German Chancellor Angela Merkel on Thursday “firmly” rejected calls to reverse her welcoming stance towards refugees following a series of brutal attacks in the country.
Merkel told reporters that the assailants “wanted to undermine our sense of community, our openness and our willingness to help people in need”.
“We firmly reject this,” she said.
Merkel, who interrupted a summer holiday at her cottage north of Berlin to face the media in the capital, told reporters that four brutal assaults within a week were “shocking, oppressive and depressing” but not a sign that authorities had lost control.
“Taboos of civilisation are being broken,” she said, referring to a series of deadly attacks in France, Belgium, Turkey and the US state of Florida as well as Germany. “These acts happened in places where any of us could have been.”
But she repeated her rallying cry from last year when she opened the borders to people fleeing war and persecution, many from Syria, which brought nearly 1.1 million migrants and refugees to the country in 2015.

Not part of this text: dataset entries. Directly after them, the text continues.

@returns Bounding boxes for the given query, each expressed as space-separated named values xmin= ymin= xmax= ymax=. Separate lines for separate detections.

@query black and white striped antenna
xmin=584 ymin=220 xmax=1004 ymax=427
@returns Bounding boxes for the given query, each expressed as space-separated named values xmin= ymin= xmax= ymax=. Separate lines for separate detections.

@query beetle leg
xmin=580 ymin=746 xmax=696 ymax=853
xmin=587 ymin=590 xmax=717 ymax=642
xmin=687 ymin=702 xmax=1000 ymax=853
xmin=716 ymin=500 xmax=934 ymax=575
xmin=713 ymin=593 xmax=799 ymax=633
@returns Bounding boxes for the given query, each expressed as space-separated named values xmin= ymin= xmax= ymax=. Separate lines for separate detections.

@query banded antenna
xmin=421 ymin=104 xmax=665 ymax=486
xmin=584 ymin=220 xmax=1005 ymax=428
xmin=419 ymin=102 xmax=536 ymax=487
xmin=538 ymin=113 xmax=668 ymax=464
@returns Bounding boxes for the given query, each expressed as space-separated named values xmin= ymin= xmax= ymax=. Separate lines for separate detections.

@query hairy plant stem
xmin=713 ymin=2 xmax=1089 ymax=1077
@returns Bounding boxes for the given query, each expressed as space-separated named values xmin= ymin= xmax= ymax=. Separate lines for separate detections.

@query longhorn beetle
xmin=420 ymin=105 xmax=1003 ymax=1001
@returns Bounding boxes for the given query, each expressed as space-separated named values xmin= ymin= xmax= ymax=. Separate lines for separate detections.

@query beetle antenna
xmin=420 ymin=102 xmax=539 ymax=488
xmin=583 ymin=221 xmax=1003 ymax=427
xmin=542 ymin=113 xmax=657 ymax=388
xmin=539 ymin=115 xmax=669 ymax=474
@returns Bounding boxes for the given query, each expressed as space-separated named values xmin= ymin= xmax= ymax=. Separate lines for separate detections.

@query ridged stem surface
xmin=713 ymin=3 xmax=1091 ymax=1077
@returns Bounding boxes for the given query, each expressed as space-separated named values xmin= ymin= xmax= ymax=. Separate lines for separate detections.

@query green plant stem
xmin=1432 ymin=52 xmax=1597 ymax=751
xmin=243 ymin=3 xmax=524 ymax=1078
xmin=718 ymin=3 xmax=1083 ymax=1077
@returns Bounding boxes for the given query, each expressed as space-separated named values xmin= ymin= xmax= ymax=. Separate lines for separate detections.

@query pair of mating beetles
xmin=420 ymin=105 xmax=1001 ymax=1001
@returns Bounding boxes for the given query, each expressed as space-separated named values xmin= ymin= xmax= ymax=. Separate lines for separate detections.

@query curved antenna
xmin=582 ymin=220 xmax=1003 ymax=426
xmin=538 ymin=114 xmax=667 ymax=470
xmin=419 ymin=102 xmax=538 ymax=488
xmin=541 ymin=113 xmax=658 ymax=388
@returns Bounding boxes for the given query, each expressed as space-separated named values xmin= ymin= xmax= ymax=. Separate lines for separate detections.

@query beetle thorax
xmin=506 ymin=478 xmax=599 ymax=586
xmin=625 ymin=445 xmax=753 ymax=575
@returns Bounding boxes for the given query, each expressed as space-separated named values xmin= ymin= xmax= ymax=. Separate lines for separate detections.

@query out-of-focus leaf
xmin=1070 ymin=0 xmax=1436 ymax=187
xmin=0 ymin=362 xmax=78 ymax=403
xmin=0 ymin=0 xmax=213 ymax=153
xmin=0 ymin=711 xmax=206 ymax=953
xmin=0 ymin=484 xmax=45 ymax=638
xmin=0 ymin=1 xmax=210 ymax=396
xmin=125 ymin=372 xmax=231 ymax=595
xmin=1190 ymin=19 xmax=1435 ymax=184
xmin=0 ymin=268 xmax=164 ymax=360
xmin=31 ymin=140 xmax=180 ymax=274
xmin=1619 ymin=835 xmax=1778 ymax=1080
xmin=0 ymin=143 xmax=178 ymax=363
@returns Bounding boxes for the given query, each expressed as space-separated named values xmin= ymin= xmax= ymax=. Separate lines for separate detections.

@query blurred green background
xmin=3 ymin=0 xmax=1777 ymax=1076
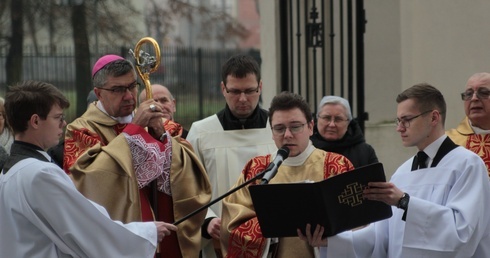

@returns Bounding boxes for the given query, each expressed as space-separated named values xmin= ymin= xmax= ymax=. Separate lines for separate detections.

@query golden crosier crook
xmin=131 ymin=37 xmax=161 ymax=100
xmin=130 ymin=37 xmax=162 ymax=257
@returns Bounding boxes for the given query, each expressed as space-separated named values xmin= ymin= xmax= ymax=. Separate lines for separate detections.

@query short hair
xmin=92 ymin=59 xmax=136 ymax=88
xmin=5 ymin=80 xmax=70 ymax=133
xmin=396 ymin=83 xmax=446 ymax=125
xmin=317 ymin=96 xmax=352 ymax=121
xmin=269 ymin=92 xmax=313 ymax=125
xmin=221 ymin=54 xmax=261 ymax=85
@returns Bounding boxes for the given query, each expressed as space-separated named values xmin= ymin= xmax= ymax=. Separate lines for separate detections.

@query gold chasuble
xmin=447 ymin=117 xmax=490 ymax=176
xmin=221 ymin=148 xmax=354 ymax=258
xmin=64 ymin=103 xmax=211 ymax=258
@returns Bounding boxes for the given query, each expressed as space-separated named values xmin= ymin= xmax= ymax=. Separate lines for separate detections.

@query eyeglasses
xmin=461 ymin=88 xmax=490 ymax=101
xmin=98 ymin=82 xmax=140 ymax=95
xmin=318 ymin=115 xmax=349 ymax=124
xmin=272 ymin=123 xmax=307 ymax=136
xmin=395 ymin=110 xmax=432 ymax=128
xmin=47 ymin=114 xmax=66 ymax=124
xmin=224 ymin=85 xmax=260 ymax=96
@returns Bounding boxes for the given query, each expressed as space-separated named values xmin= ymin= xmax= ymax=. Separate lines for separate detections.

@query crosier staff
xmin=130 ymin=37 xmax=162 ymax=258
xmin=130 ymin=37 xmax=161 ymax=99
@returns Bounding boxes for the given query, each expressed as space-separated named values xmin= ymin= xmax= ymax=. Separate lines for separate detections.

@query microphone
xmin=260 ymin=146 xmax=290 ymax=185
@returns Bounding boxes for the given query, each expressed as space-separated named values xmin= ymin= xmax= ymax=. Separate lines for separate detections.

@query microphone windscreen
xmin=278 ymin=146 xmax=290 ymax=159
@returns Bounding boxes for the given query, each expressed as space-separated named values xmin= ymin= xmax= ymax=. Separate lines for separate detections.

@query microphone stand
xmin=173 ymin=167 xmax=271 ymax=226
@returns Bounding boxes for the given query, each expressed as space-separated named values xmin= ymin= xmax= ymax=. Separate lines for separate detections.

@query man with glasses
xmin=305 ymin=83 xmax=490 ymax=257
xmin=311 ymin=95 xmax=378 ymax=168
xmin=186 ymin=54 xmax=277 ymax=257
xmin=0 ymin=80 xmax=178 ymax=257
xmin=47 ymin=90 xmax=98 ymax=168
xmin=220 ymin=91 xmax=353 ymax=257
xmin=64 ymin=55 xmax=211 ymax=258
xmin=447 ymin=72 xmax=490 ymax=176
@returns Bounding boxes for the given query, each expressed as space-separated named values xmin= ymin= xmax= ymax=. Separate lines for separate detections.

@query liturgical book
xmin=249 ymin=162 xmax=392 ymax=238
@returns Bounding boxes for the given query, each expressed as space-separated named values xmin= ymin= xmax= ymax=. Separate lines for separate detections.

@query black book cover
xmin=249 ymin=162 xmax=393 ymax=238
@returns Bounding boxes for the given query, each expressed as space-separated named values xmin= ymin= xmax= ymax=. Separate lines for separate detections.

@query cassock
xmin=0 ymin=142 xmax=158 ymax=258
xmin=447 ymin=116 xmax=490 ymax=176
xmin=64 ymin=102 xmax=211 ymax=258
xmin=324 ymin=136 xmax=490 ymax=258
xmin=221 ymin=143 xmax=354 ymax=258
xmin=186 ymin=114 xmax=277 ymax=257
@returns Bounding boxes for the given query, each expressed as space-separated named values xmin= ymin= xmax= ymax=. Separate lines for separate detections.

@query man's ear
xmin=31 ymin=114 xmax=40 ymax=128
xmin=434 ymin=110 xmax=439 ymax=121
xmin=93 ymin=88 xmax=103 ymax=100
xmin=220 ymin=81 xmax=226 ymax=95
xmin=431 ymin=110 xmax=441 ymax=125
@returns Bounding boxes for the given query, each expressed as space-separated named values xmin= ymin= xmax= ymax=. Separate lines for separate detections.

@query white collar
xmin=282 ymin=141 xmax=316 ymax=167
xmin=469 ymin=120 xmax=490 ymax=135
xmin=420 ymin=134 xmax=447 ymax=166
xmin=96 ymin=101 xmax=134 ymax=124
xmin=38 ymin=150 xmax=52 ymax=162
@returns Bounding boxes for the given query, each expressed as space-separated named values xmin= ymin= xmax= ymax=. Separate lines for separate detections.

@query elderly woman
xmin=0 ymin=97 xmax=14 ymax=170
xmin=311 ymin=95 xmax=378 ymax=167
xmin=0 ymin=97 xmax=13 ymax=153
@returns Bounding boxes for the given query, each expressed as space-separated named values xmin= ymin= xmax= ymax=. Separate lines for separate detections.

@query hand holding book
xmin=249 ymin=162 xmax=393 ymax=238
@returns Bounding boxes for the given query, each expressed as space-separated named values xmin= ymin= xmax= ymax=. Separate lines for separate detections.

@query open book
xmin=249 ymin=162 xmax=392 ymax=238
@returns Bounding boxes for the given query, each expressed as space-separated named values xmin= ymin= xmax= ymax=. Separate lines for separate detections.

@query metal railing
xmin=0 ymin=46 xmax=259 ymax=129
xmin=279 ymin=0 xmax=367 ymax=131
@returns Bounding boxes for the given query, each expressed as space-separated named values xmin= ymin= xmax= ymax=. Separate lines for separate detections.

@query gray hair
xmin=317 ymin=96 xmax=352 ymax=121
xmin=92 ymin=59 xmax=136 ymax=88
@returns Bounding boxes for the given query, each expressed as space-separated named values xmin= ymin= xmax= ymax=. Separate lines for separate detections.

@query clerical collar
xmin=96 ymin=101 xmax=134 ymax=124
xmin=282 ymin=141 xmax=316 ymax=167
xmin=469 ymin=120 xmax=490 ymax=135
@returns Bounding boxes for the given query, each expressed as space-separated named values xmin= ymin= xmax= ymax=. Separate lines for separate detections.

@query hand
xmin=132 ymin=99 xmax=167 ymax=139
xmin=207 ymin=217 xmax=221 ymax=239
xmin=154 ymin=221 xmax=178 ymax=242
xmin=363 ymin=182 xmax=404 ymax=206
xmin=297 ymin=224 xmax=327 ymax=247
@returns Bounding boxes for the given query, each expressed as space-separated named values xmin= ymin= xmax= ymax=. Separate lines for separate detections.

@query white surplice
xmin=0 ymin=157 xmax=158 ymax=258
xmin=186 ymin=114 xmax=277 ymax=257
xmin=324 ymin=140 xmax=490 ymax=258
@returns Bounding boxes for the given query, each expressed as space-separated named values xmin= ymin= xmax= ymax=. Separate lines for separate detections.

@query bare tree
xmin=86 ymin=0 xmax=141 ymax=51
xmin=71 ymin=1 xmax=91 ymax=116
xmin=1 ymin=0 xmax=258 ymax=97
xmin=1 ymin=0 xmax=142 ymax=98
xmin=144 ymin=0 xmax=251 ymax=47
xmin=0 ymin=0 xmax=10 ymax=50
xmin=6 ymin=0 xmax=23 ymax=88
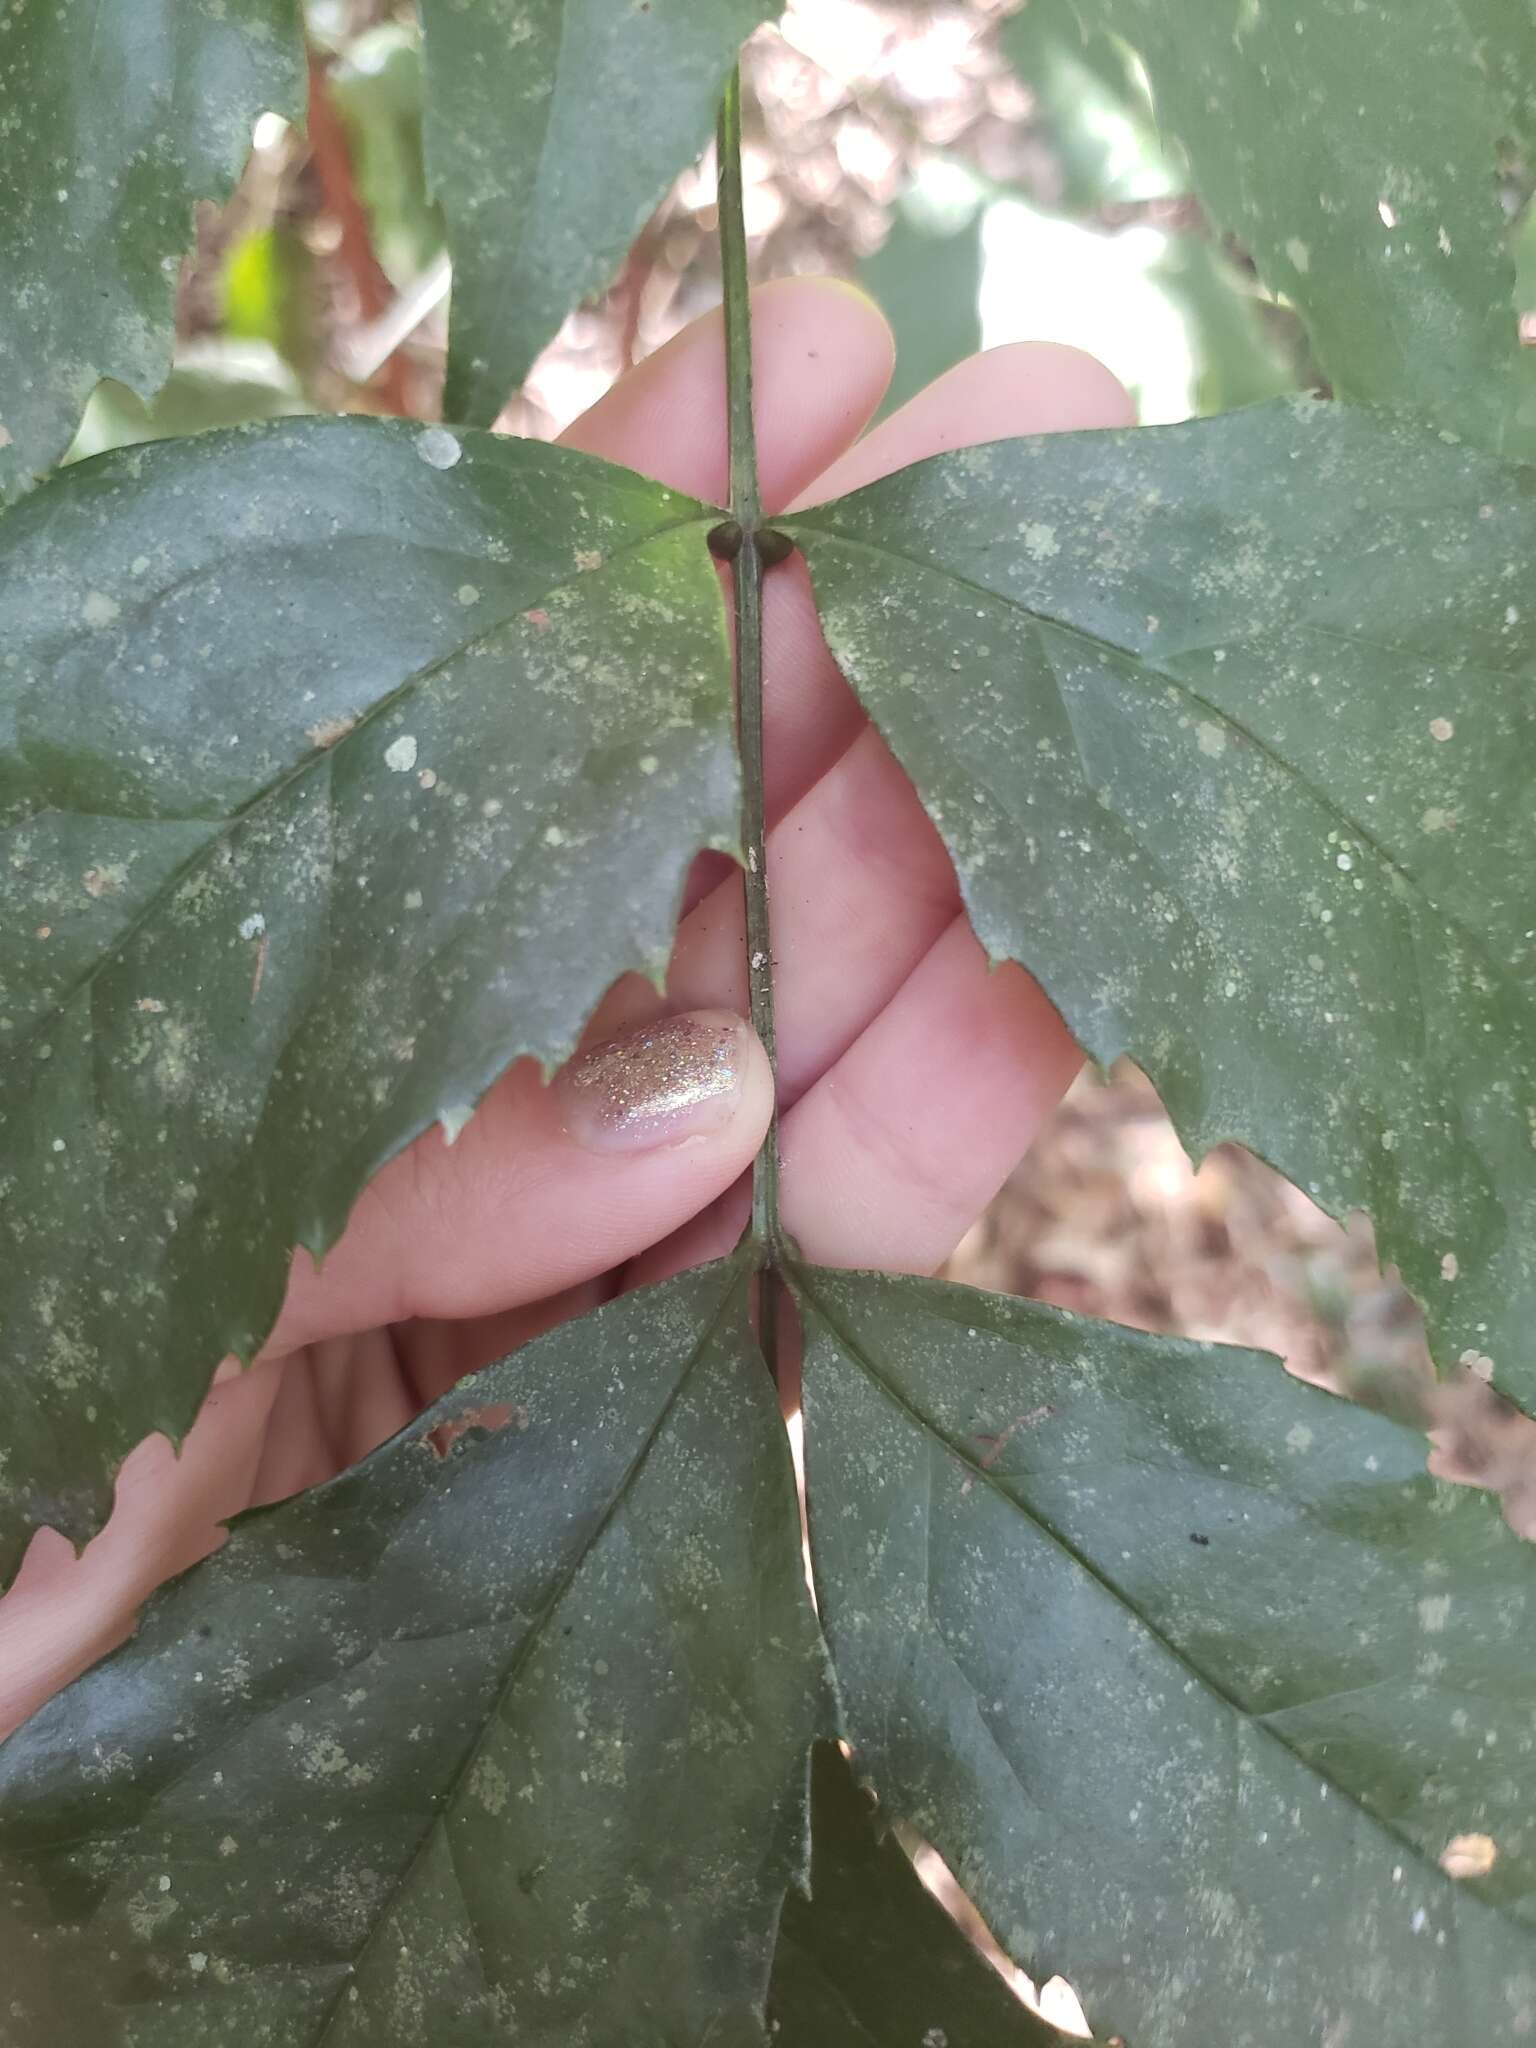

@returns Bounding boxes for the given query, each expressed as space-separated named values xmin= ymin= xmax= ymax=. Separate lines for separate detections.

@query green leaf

“I am still convinced today that ‘we can do it’ — it is our historic duty and this is a historic challenge in times of globalisation,” she said. “We have already achieved very, very much in the last 11 months.”
“The terrorists want to make us lose sight of what is important to us, break down our cohesion and sense of community as well as inhibiting our way of life, our openness and our willingness take in people who are in need,” she added. “They see hatred and fear between cultures and they see hatred and fear between religions. We stand decisively against that,” she added.